How to tell if your pet has dental issues
Has your pet become irritable? Is its behavior “off?” These may be signs of dental problems. Remember to be very careful when evaluating your pet’s mouth because even the gentlest critter may bite if it is in pain.
Although cavities are less common in pets than in people, pets can have many of the dental problems that we can develop:
- Broken teeth and roots
- Periodontal disease
- Abscesses or infected teeth
- Cysts or tumors in the mouth
- Malocclusion or misalignment of the teeth and bite
- Broken (fractured) jaw
Periodontal disease is common in cats and dogs
By the time your pet is 3 years old, it will likely have some early evidence of periodontal disease. Since it will worsen as your pet grows older if effective preventive measures aren’t taken, early detection and treatment are critical.
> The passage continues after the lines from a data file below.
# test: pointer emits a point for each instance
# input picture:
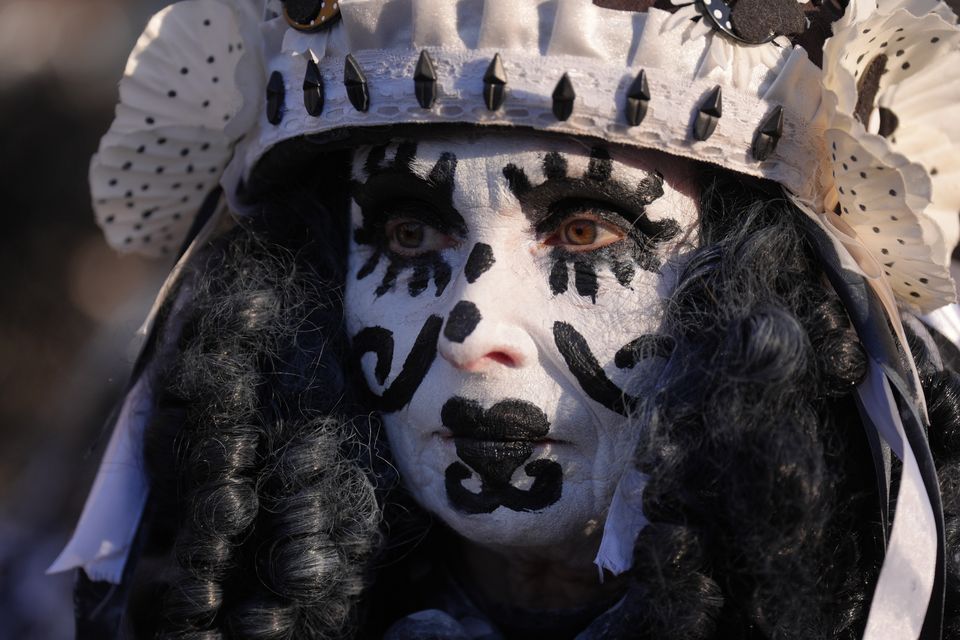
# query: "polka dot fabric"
(892, 143)
(877, 195)
(169, 143)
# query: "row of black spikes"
(709, 112)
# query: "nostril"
(503, 358)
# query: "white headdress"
(866, 143)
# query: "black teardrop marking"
(463, 319)
(389, 279)
(554, 166)
(425, 81)
(441, 275)
(355, 82)
(709, 114)
(563, 98)
(479, 262)
(768, 135)
(379, 341)
(584, 366)
(585, 279)
(638, 99)
(443, 173)
(601, 165)
(624, 273)
(495, 84)
(559, 277)
(276, 93)
(420, 280)
(313, 89)
(369, 265)
(375, 159)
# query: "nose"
(480, 341)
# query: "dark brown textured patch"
(868, 86)
(757, 20)
(640, 6)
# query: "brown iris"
(409, 235)
(579, 232)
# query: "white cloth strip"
(903, 590)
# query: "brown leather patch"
(868, 86)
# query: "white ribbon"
(903, 590)
(111, 515)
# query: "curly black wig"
(275, 511)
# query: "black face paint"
(554, 166)
(585, 278)
(479, 262)
(559, 278)
(379, 341)
(601, 165)
(583, 365)
(549, 204)
(463, 319)
(494, 443)
(392, 190)
(517, 180)
(646, 346)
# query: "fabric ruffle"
(892, 135)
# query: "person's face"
(503, 299)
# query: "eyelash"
(410, 224)
(606, 227)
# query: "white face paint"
(499, 291)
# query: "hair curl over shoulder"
(276, 511)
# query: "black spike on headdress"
(638, 99)
(313, 89)
(563, 98)
(425, 81)
(356, 83)
(276, 94)
(495, 84)
(768, 135)
(709, 114)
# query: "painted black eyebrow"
(389, 185)
(539, 202)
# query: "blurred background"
(72, 306)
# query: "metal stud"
(276, 94)
(563, 98)
(768, 136)
(425, 81)
(638, 99)
(495, 84)
(313, 89)
(356, 83)
(709, 114)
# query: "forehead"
(482, 158)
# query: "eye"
(410, 237)
(583, 232)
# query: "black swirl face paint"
(560, 196)
(463, 319)
(379, 341)
(394, 190)
(494, 444)
(578, 355)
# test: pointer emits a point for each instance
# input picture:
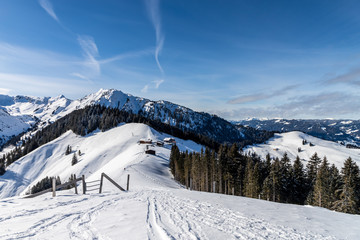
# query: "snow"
(290, 142)
(155, 207)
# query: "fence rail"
(73, 182)
(85, 186)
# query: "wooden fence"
(87, 186)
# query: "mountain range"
(22, 113)
(346, 132)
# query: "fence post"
(84, 184)
(76, 192)
(54, 186)
(127, 184)
(101, 179)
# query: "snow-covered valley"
(291, 143)
(155, 207)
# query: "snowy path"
(168, 216)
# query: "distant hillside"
(40, 112)
(342, 131)
(292, 144)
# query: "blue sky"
(237, 59)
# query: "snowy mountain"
(12, 125)
(346, 131)
(156, 207)
(290, 143)
(43, 111)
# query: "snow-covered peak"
(49, 109)
(292, 144)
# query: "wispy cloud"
(158, 82)
(322, 105)
(90, 52)
(261, 96)
(123, 56)
(153, 8)
(145, 89)
(351, 77)
(45, 85)
(47, 6)
(5, 91)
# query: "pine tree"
(74, 160)
(298, 194)
(285, 178)
(68, 150)
(174, 155)
(311, 172)
(349, 197)
(272, 183)
(335, 185)
(321, 193)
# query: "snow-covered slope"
(291, 141)
(106, 152)
(346, 131)
(156, 207)
(12, 125)
(47, 110)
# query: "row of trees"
(84, 121)
(229, 171)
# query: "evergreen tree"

Though periodontal disease may start in your pet’s mouth, it could lead to kidney, liver and heart changes.
Signs that there may be a health problem
Have your pet checked out by its veterinarian right away if you notice any of these symptoms. They could be signs of a serious health problem.
- Bad breath
- Broken or loose teeth
- Teeth that are discolored or covered in tartar
- Abnormal chewing, drooling or dropping food from the mouth
- Reduced appetite or refusal to eat
- Pain in or around the mouth
- Bleeding from the mouth
- Swelling in the areas surrounding the mouth
Why brushing is important
Regularly brushing your pet’s teeth is the most effective way to keep its teeth healthy between dental cleanings. By brushing its teeth at home, you may be able to reduce the frequency or even eliminate the need for periodic dental cleaning by your pet’s veterinarian. Daily brushing is best but since it’s not always possible, try to at least brush several times a week. Though most dogs are fine with “brushing time,” cats can be a bit more resistant. Patience and training are important.
Get veterinarian recommendations
There are many products that claim to improve pets’ dental health. Not all of them are effective. Talk with your pet’s veterinarian about any dental products, treats or dental-specific diets that you’re considering for your pet or ask for the veterinarian’s recommendation.